Her hands were shaking again. Kate looked at them, then she fisted them on the counter. “You’re waiting to question me until after midnight, aren’t you?”
“Yeah.”
Kate looked at a mantel clock that sat on the sideboard turned entertainment center. Healthy green plants were piled on either side of it. She took a deep, fortifying breath. “Then I’d better put on some coffee.”
Chapter 3
The coffee was good. It was rich and dark, the way he liked it. After an hour, Raphael agreed to another pot, as much to give her something to do as for the fact that he needed the caffeine.
He watched her unload the red wagon and put things away, then rearrange it all in the cupboards and drawers. When she was done, every spice bottle faced forward, its label visible. He felt his eyes bug a little as he observed the process, and something happened to his blood pressure. Then finally the clock on the window seat began to chime midnight.
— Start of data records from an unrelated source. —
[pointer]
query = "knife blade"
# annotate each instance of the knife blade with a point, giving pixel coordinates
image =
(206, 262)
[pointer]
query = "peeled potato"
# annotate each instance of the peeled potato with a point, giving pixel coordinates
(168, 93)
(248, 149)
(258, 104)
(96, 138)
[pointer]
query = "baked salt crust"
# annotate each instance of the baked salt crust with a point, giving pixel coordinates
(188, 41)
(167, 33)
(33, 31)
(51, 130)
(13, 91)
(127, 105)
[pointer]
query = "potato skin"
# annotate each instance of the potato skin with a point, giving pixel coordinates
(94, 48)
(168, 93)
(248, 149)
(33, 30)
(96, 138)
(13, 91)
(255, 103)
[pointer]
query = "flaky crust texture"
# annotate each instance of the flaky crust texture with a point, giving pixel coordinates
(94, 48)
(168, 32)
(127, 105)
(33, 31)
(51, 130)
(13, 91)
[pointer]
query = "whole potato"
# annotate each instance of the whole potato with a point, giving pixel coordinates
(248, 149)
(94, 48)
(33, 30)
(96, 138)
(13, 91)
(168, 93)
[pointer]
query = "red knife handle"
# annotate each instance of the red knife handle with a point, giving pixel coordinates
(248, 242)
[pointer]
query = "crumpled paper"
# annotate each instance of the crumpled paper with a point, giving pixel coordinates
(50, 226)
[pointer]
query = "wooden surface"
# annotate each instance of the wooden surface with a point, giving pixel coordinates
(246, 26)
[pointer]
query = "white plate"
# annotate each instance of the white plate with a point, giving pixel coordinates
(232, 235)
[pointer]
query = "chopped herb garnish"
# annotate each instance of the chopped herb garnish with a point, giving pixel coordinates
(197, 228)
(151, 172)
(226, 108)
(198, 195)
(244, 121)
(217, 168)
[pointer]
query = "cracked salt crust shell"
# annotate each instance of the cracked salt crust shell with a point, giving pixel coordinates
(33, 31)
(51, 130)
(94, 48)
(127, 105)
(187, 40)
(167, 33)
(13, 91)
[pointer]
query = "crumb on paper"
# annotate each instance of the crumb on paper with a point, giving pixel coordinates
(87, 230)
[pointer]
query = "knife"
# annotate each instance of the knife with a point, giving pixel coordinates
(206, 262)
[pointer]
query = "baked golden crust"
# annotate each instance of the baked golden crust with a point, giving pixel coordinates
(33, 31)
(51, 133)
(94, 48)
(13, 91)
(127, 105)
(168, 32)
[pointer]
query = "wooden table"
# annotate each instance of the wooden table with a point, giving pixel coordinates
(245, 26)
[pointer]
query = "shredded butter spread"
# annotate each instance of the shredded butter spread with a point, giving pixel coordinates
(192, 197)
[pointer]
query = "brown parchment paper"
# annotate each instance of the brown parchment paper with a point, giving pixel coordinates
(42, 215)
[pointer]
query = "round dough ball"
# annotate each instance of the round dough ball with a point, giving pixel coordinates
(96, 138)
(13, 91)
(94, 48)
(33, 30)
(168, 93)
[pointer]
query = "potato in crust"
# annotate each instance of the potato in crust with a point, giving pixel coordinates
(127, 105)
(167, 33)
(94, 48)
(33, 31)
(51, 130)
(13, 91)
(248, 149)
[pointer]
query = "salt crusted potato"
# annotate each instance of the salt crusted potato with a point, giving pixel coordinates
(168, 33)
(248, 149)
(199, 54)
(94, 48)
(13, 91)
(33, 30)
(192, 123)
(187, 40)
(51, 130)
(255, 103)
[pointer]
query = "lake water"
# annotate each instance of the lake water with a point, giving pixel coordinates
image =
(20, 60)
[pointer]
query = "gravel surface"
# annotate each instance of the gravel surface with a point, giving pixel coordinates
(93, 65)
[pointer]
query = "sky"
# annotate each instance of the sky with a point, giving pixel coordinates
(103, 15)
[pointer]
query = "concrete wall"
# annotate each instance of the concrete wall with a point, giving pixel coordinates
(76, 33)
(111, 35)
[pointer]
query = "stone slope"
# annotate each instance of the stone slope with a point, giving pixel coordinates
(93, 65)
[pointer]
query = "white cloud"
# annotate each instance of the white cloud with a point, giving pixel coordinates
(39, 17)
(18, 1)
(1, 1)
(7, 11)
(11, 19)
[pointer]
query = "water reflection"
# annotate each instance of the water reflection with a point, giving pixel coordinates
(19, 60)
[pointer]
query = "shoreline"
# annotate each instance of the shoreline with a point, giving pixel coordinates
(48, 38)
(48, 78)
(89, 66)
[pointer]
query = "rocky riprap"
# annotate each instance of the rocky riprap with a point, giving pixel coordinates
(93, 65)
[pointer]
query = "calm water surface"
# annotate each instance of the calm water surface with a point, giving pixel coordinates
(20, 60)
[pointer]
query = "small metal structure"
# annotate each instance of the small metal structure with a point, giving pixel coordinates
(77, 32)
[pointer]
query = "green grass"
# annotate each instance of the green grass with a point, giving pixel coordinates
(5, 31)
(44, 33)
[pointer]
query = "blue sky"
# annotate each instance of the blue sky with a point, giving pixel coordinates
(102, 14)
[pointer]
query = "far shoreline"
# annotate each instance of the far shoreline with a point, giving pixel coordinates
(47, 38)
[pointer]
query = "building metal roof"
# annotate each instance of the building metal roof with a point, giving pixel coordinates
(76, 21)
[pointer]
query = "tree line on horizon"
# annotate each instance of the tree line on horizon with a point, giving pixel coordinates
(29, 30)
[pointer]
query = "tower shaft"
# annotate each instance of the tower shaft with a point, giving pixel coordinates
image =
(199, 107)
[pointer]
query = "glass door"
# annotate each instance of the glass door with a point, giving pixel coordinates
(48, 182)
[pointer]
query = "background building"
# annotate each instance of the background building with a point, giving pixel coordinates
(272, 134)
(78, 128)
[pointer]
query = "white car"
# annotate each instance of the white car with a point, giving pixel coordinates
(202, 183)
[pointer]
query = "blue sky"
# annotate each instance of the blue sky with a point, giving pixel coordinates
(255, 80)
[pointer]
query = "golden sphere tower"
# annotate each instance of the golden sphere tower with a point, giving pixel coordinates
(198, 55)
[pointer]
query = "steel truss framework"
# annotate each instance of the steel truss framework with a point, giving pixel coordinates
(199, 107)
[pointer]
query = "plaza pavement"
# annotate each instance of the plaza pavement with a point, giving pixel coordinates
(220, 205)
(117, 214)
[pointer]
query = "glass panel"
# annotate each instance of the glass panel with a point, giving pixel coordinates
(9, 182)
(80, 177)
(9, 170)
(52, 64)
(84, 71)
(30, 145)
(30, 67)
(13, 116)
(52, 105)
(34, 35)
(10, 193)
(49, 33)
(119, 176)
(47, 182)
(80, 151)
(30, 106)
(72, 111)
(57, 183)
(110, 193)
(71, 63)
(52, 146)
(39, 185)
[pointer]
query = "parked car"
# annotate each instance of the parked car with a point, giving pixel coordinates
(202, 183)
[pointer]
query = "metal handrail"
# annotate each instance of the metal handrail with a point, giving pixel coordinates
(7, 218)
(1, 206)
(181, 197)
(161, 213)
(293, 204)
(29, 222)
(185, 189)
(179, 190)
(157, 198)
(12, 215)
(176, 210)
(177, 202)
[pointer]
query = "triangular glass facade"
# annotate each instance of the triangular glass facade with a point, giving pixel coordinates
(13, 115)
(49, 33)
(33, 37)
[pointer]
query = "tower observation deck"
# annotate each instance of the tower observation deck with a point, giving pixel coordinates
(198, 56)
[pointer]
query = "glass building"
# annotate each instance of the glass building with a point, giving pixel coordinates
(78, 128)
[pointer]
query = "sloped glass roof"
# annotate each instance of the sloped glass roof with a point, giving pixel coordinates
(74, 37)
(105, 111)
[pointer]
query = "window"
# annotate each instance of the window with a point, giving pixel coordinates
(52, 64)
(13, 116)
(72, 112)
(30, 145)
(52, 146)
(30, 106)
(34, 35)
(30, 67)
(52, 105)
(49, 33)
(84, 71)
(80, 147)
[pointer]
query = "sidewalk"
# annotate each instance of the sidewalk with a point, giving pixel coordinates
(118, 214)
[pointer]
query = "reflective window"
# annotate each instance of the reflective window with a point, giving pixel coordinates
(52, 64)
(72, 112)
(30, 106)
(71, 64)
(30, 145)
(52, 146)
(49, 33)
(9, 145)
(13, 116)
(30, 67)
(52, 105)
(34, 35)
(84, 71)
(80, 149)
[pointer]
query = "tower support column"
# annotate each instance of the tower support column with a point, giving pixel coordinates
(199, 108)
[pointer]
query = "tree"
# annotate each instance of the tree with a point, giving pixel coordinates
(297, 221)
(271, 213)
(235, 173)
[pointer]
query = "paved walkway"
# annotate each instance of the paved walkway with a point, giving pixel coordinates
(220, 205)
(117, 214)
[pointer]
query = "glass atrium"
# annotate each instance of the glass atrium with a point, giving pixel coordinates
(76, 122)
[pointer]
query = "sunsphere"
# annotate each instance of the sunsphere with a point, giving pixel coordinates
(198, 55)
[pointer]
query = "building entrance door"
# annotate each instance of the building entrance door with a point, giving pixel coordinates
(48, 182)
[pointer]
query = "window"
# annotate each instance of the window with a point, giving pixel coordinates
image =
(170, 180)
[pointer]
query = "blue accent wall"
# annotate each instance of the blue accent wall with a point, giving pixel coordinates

Her shoulder blades shifted under that starched white cotton as though she was bracing herself. “Okay, let’s get this over with. I’m tired.”
He wouldn’t argue with her on that one. Raphael leaned forward to take the tiny tape recorder from his jeans pocket and put it on the coffee table.
She cleared her throat carefully. “I’ll ask you again. Am I a witness or a suspect?”
“You’re a witness unless you say something that would indicate otherwise.”
“What if I lawyer up?”
It happened again, yet another facet of temper. This one was a small man standing inside each of Raphael’s temples, battering with tiny, hot fists. “Lawyer up,” he repeated.
“Ask for a lawyer.”
“I know what you meant.” He clenched his jaw. “How about if you leave the cop jargon to me?”